Manchmal habe ich Angst vor Florian. Jetzt ist wieder so ein Moment. Er ist einfach mal eben alle Berliner Jugendverkehrssschulen abgefahren und hat seine Erlebnisse dokumentiert. Großes Tennis!!

 

Morgen: Oldtimer zum Normaltarif

Sehr schöne Aktion: Am 12. Mai von 9-18 Uhr gibt es eine Traditionsfahrt historischer Omnibusse auf der Linie M45 zwischen Zoologischer Garten und Johannessstift Spandau. Im Einsatz unter anderem ein alter Büssing D2U von 1965, ein „Präsident“ von 1962 und ein „Jumbo DE“ von 1972. Die Fahrten kosten den ganz normalen BVG-Tarif. Ich habe letztes Jahr so eine Fahrt auf der Linie M48 gemacht und fand das sehr empfehlenswert.

 

Beim Pilgern zuschauen

… kann man in der Passionskirche am Marheinekeplatz. Das Thema Pilgern war lange nicht so en vogue wie in den vergangenen Jahren. Das zeigt sich unter anderem daran, dass Hape Kerkelings schönes Buch „Ich bin dann mal weg“ seit Monaten die Spiegel-Bestsellerliste anführt. Dem Stern wiederum war das Thema Pilgern vor zwei Wochen eine Titelstory wert. Wer sich für das Thema interessiert, möge am 27. April um 16:30 die Passionskirche, äh, entern, denn dort gibt es um 16:30 Uhr einen mehrstündigen Diavortrag über den Jakobsweg, den Godfather aller Pilgerwege.

 

Zu Besuch bei Kim’s Karaoke

Soll ich oder soll ich nicht? Ein guter Freund feierte gestern seinen Firmenabschied und lud hierzu Freunde und Kollegen in „Kims Karaoke Bar“ ein. Hm. Ich war Karaoke-Jungfrau. Wollte ich mir das wirklich antun? Ja, ich wollte.

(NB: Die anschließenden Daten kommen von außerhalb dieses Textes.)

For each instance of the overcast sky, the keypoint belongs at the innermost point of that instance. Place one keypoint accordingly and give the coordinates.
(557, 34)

Kims Karaoke Bar liegt am Mehringdamm, quasi neben DER berühmten Currywurstschmiede, in einem Hinterhof. Man muss an der Haustür klingeln, dann durch einen Hausflur in den Hinterhof, dort an einem kleinen Bau nochmal klingeln. Dann wird man eingelassen. Es empfängt einen eine 70-er Jahre-Zweckbauästhetik, die grauenvoller nicht sein könnte. Sie ist mit japanischem Pseudokitsch zugestellt. Man muss sich die Atmosphäre vorstellen als eine Mischung aus billigem Japan-Imbiss und Volkshochschulverwaltungszentrale. Es gibt um die 12 Tische, kleine und große. Zumeist sitzen dort mehr oder weniger alkoholisierte Gruppen von Leuten, die Alters- und Persönlichkeitsstrukturen sind außerordentlich gemischt. Von drei Manga-Girls über einen Firmenausflug mit angeschickerten Vierzigjährigen bis hin zu struppigen Studenten ist alles da.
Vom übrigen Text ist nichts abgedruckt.